Play a recording such as Yevgeny Sudbin's meticulous reading of Rachmaninov's 2nd and 3rd Piano Concertos [BIS 2338; 96kHz/24-bit], and the amplifier delivers all the weight and control of the playing, while scaling the BBC SO under Sakari Oramo, placing it all in a persuasive studio acoustic. There's no tonal colouring going on here – at least not from the driving electronics – but just that sense of 'rightness' you experience as soon as you hear the Linear USB II powering a pair of headphones.


It can do crystalline clarity too, as illustrated by the celebrated Tallis Scholars recording of Allegri's Miserere [from Gimell CDGIM 639; 192kHz/24-bit], not just breaking that 'in your head' impression but even hinting at music surrounding you. At the next turn it puts you in the studio with Neil Young and at the heart of the rambling, slightly shambolic Homegrown project [Reprise n/a cat no; 96kHz/24-bit], which is a weird place to be for a short while, made more so by the way this Lehmannaudio amplifier resolves every element of the mix.

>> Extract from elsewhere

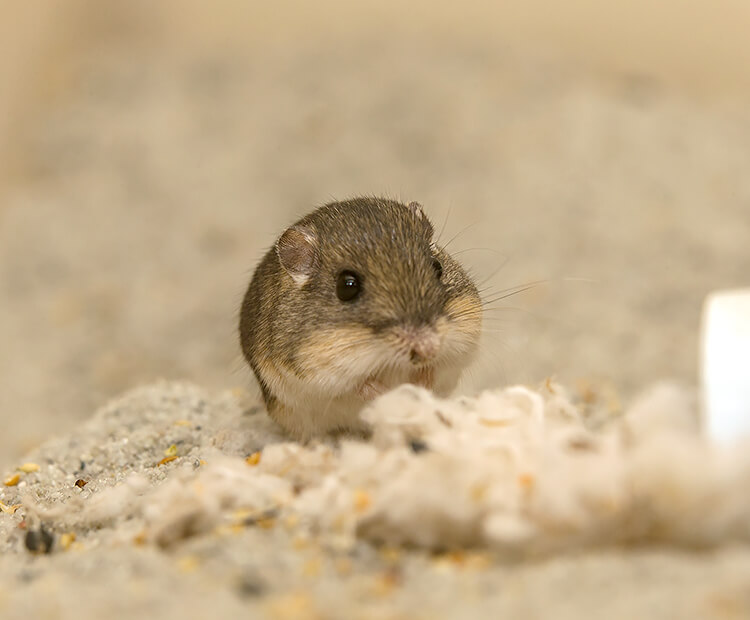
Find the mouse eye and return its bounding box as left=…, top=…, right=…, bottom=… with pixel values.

Play The Rolling Stones' uneasy 'Living In A Ghost Town' single [Rolling Stone Records 071 483-9], and the entirely characteristic sound of the old codgers doing what they do best sings out, even more claustrophobically when they're messing with your head in close proximity! Meanwhile, with David Bowie's ChangesNowBowie set of acoustic versions of familiar tracks [streamed from Tidal], the intimacy of the sound and the clarity with which the Linear USB II delivers it, is spine-tingling with headphones such as the Focal Clear or Oppo PM-1.


Even when playing a big John Williams orchestral piece such as the Dallas Winds' recording of 'March' from 1941 [Reference Recordings RR 142 SACD], which starts delicately before building to an explosive conclusion, the masterful control – and sheer energy – of the Linear USB II is totally captivating. Frankly, if you are serious about headphones, you have to hear it.

Hi-Fi News Verdict
There's nothing much to play with here – once you've decided how much gain you want with those little DIP switches – but all the simplicity and directness of the Linear USB II is evident from the first listen. With massive power, fine detailing, deft control and total confidence, this is a world-class headphone amp, and makes some of its more complex rivals look overly fussy. It's even an extremely decent DAC/pre too.